Owners Nathan Salter and Leslie Grover, who are a married couple, like to change things up three to four times a year, so expect something new if you visit once in a blue moon.
“I like to have fun with it,” Salter said. “Just like how people can get bored with a menu, so can I.”
I’m a sucker for all things pesto, so I ordered a baguette panini with turkey ham, brie cheese and pesto aioli ($8.50). All of the flavors were distinct, with the melted brie probably my favorite part.
Other paninis include a turkey melt, ham and tomato, and chicken and goat cheese with avocado.
I decided to also try one of the tacos, out of curiosity. There were five to choose from: pulled pork, grilled chicken, Asian steak, veggie and deluxe with a choice of chicken or pork. I went with the Asian steak tacos, which were made with soy-marinated flank steak, tomato, basil, red onion and sweet wasabi aioli.
The steak was slightly dry, but everything else tasted fresh from the farm.
Salter said he uses local ingredients whenever possible.
“I’m getting veggies picked from the garden from the day before,” he said. “It’s not from a warehouse.”

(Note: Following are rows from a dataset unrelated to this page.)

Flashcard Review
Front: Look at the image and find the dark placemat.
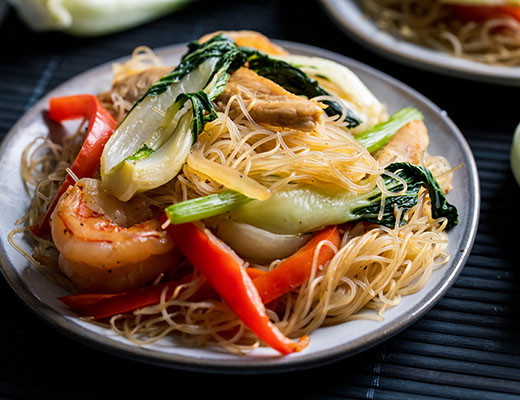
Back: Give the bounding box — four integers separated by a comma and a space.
1, 1, 519, 399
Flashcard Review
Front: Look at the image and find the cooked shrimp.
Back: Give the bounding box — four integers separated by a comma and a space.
50, 178, 178, 293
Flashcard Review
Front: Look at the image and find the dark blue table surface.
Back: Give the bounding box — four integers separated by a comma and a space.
0, 1, 519, 399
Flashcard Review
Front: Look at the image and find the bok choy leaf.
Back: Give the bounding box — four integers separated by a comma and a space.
101, 34, 245, 201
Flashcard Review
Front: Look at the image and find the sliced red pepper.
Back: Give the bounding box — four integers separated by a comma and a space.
246, 268, 267, 280
59, 292, 124, 317
30, 95, 117, 237
59, 278, 217, 321
60, 268, 265, 324
166, 222, 309, 355
252, 225, 340, 305
450, 5, 520, 22
60, 274, 201, 320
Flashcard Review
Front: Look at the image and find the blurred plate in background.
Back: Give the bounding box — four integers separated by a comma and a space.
319, 0, 520, 86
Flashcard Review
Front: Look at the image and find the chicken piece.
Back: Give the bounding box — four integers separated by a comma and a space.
377, 120, 430, 165
198, 30, 288, 56
100, 65, 172, 106
216, 67, 324, 132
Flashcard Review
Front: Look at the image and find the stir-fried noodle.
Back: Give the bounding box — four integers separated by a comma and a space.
10, 45, 454, 354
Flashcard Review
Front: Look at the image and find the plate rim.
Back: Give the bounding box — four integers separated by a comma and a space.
319, 0, 520, 86
0, 40, 480, 374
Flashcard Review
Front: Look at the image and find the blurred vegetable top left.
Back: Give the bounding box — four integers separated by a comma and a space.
8, 0, 193, 37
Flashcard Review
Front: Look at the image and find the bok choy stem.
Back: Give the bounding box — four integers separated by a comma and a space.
166, 190, 252, 224
355, 107, 424, 153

Salter, 45, of Bothell, has more than 20 years of restaurant experience, including six years as the banquet chef at The Westin Seattle, a four-star hotel on Fifth Avenue. But when working up to 80 hours a week got in the way of being a father, Salter decided it was finally time to open his own place and make his own hours. The couple opened the cafe about four years ago.
The space was too small to be a sit-down restaurant, so instead he wanted to make it a reprieve for busy workers nearby.
“Most of what we do is for people having a quick, 30-minute lunch break — and it has to be quick,” Salter said. “We want it to be a place where people can come and calm down and relax and not have to stress.”
Giving customers variety was a goal from the beginning, Salter said. That can be challenging, working within the confines of a 900-foot space, but Salter said he compensates for a lack of kitchen space by experimenting with different flavors that people aren’t exposed to normally.
The cafe’s bestseller, the steak hoagie, is the best example of this. Salter uses sambal aioli — a combination of Korean hot sauce and mayonnaise seasoned with garlic — instead of the tried-and-true sriracha-mayonnaise mixture found on most steak hoagies.
It gives the $11.50 hoagie, which also comes with marinated flank steak, onion, tomato, arugula, cilantro and sweet chili, a new dimension, he said.
“It’s got a sweet, salty and spicy mix to the whole thing,” Salter said.